En çok özlediğin şey nedir?

En çok ama en çok özlediğim doyasıya sarılmak sevdiklerime. Bu gerçekten en özlediğim an. Sonrasında, dilekçe yazmadan özgürce bir şey istemek ve anında alabilmek, yemek pişirmek, müzik dinlemek... Kapının üzerime kitlenmediği bir an.

Orada alışabildiğin herhangi bir şey var mı?

Hiçbir şeye alışmadım. Yalnızca uyumlandım ve öylece duruyorum.

"BURADA ÖLMEK İSTEMİYORUM"

Bütün bu yaşadıkların da mı seni bir biçimde politize etmedi? Silivri'den çıktıktan sonra siyasetle artık daha yakından ilgilenecek olabilir misin?

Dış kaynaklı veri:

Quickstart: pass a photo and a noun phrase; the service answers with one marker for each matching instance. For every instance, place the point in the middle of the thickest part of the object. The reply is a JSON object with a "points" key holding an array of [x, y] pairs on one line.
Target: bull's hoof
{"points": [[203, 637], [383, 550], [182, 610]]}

"Sanatla, doğayla, hayvanlarla ilgili biriyim. Siyasetin hiçbir zaman içinde olmadım, olmayacağım. Kendini sıfırdan yetiştirmiş tek başına bir kadın olarak mesleğimle ve kendimle gurur duyuyorum. Onurumun, itibarım, bunca yıllık emeğimin, dürüstlüğümün, ülkeme bağlılığımın, sevgimin ve her şeyden önemlisi masumiyetimin bu şekilde ayaklar altta alınmasına ve yok sayılmasına razı değilim. Haksız yere atılan iftiralar sonucunda buradayım. Hayatım tehlikede olmasına rağmen her itirazım reddedildi. Ne için? Tekrar ediyorum, benim hiçbir zaman siyasi duruşum olmadı ve olmayacak. Ben sadece özgürce yaşamak istiyorum ve burada ölmek istemiyorum."